Exchange Server 2013 Load Balancing and Health Checks

In Exchange Server 2007, Microsoft introduced load balancing to ensure the availability of Client Access servers. In subsequent Exchange versions, the principle hasn't really changed, but Microsoft has made a lot of changes under the hood that have greatly improved the end user's experience in case of a failure. After I discuss the benefits of using a load balancer compared to other solutions, I'll discuss the different load-balancing scenarios in Exchange Server 2013 as well as under-the-hood improvements in it.

The Allure of Load Balancers

One of the arguments for choosing a physical or virtual load balancer over other solutions such as round-robin DNS or Windows Network Load Balancing (NLB) is that load balancers offer more flexibility with regard to health checking. Round-robin DNS doesn't offer any form of health checking. Therefore, users might be redirected to a faulty server, as DNS is unaware when a server is unavailable. NLB does a better job, but it's limited to executing a PING command for each server in the array. As such, NLB's knowledge about the server is limited. If a server responds to the health check, it's considered running and therefore available for accepting requests, even though one or more services (not related to the health check) might be down.

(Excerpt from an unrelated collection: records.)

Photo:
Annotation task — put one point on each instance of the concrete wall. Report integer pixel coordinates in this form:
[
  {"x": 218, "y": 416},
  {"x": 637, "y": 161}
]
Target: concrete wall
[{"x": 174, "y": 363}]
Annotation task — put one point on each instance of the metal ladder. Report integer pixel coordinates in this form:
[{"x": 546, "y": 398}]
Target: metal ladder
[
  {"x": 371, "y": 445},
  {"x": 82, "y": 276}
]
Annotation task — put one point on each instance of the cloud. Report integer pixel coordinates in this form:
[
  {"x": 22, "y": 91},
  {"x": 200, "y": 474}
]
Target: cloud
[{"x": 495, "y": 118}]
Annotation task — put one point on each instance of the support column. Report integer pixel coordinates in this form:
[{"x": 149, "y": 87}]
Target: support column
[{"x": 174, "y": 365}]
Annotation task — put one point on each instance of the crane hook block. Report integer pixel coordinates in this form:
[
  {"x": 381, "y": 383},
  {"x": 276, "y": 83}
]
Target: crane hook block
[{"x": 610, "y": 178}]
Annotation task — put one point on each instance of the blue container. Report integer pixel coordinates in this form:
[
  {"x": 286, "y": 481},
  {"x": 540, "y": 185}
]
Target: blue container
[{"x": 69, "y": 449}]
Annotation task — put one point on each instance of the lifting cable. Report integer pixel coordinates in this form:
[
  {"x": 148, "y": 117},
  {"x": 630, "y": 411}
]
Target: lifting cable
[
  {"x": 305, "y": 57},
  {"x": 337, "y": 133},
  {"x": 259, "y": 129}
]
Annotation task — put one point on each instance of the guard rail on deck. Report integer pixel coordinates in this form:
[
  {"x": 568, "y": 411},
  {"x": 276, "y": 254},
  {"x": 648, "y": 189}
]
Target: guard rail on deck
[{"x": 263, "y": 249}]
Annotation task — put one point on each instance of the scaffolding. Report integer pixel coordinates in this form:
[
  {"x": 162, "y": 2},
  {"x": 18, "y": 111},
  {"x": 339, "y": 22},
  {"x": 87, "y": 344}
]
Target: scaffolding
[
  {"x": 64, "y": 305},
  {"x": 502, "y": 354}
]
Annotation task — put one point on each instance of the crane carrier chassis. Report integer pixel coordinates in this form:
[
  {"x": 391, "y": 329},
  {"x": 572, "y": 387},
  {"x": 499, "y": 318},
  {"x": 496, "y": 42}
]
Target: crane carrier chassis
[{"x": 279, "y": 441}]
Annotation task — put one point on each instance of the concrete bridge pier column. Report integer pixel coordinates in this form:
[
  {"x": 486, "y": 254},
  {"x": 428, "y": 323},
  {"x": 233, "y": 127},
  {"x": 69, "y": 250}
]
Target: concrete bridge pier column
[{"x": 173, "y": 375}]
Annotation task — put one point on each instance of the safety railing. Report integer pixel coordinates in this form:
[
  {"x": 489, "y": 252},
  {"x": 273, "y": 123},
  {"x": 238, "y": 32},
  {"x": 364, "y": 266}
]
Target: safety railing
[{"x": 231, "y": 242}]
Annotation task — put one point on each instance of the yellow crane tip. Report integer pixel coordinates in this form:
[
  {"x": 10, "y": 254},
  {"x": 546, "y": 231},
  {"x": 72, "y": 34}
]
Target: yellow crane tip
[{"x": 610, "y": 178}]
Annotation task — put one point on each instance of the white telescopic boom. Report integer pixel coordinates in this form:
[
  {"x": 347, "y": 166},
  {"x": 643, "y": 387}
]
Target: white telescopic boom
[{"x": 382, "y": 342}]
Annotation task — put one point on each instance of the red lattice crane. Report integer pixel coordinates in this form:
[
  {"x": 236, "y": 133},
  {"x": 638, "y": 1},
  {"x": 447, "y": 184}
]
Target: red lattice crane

Like NLB, load balancers execute periodic probes to verify the availability of the underlying Exchange servers. Their probes, however, are usually more advanced and are therefore a better way to determine a server's health. If a server is found to be unavailable, the server is taken out of the array and new client requests won't be forwarded to that server until it's repaired.

Layer 4 or Layer 7?

The OSI model conceptually describes how network communication systems should interact by breaking the communication flow into seven distinct layers. Each layer represents a specific function. Layer 4 corresponds to the transport layer, which describes the ability to reliably transfer packets between nodes on the network. A good example of a Layer 4 protocol is TCP. Layer 7 is the application layer. It interacts with the software that communicates across the network. HTTP is a good example of a Layer 7 protocol.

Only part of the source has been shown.